CHD neonates show reduced functional integration and segregation compared to normal controls, both globally and nodally particularly in subcortical and frontal regions. Sex-by-CHD interactions (M > F) were found however for the cost-dependent analysis, indicating that part of this effect is reduced in boys compared to girls, which may differentially impact later neurocognitive development.

Acknowledgements

No acknowledgement found.

References

1. Marelli A, Miller SP, Marino BS, Jefferson AL, Newburger JW. The Brain in Congenital Heart Disease Across the Lifespan: The Cumulative Burden of Injury. Circulation 2016; 133(20): 1951-1962.

2. Leonetti C, Back SA Gallo V, Ishibashi N. Cortical Dysmaturation in Congenital Heart Disease. Trends Neurosci 2019; 42(3): 192-204.

3. Power JD, Mitra A, Laumann TO, Snyder AZ, Schlaggar BL, Petersen SE. Methods to detect, characterize, and remove motion artifact in resting state fmri. NeuroImage. 2014; 84: 320-341.

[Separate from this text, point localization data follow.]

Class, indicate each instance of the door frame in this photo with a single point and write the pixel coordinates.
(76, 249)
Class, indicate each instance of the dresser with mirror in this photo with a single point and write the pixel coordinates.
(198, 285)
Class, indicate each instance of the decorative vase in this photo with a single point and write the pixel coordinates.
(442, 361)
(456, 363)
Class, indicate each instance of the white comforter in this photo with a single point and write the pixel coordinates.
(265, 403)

4. Shi F, Yap P-T, Wu G, Jia H, Gilmore JH, Lin W, Shen D. Infant Brain Atlases from Neonates to 1- and 2-Year Olds. PLoS ONE 2011; 6(4): e18746.

Figures

Figure 1. Infants with CHD display reduced clustering coefficient (left) and increased participation coefficient (right) compared to normal controls using cost-independent graph analysis of functional network topology. All regions significant at FDR-corrected q < 0.05. Large dots: nominal p < 0.001; medium dots: nominal p < 0.01; small dots: nominal p < 0.05.

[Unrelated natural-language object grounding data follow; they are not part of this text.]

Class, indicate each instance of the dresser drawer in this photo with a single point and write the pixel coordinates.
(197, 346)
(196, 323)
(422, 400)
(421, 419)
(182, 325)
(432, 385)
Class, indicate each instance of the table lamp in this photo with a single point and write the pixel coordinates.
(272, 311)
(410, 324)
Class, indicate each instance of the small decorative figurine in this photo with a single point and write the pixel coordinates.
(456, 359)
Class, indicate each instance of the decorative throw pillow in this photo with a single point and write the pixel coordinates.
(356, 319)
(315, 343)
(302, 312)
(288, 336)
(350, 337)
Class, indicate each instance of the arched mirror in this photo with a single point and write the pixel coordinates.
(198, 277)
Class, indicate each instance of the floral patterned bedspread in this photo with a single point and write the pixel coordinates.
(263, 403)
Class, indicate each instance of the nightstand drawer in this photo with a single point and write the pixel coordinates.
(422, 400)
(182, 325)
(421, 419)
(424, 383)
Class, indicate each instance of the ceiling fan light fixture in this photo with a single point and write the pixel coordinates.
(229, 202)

Figure 2. Infants with CHD display reduced nodal efficiency (left) and reduced clustering coefficient (right) compared to normal controls using cost-dependent graph analysis of functional network topology. All regions significant at FDR-corrected q < 0.05. Large dots: nominal p < 0.001; medium dots: nominal p < 0.01; small dots: nominal p < 0.05.

Figure 3. Regions with significant sex-X-CHD interactions (M > F) on nodal efficiency (left) and clustering coefficient (right) compared to normal controls using cost-dependent graph analysis of functional network topology. All regions significant at FDR-corrected q < 0.05. Large dots: nominal p < 0.001; medium dots: nominal p < 0.01; small dots: nominal p < 0.05.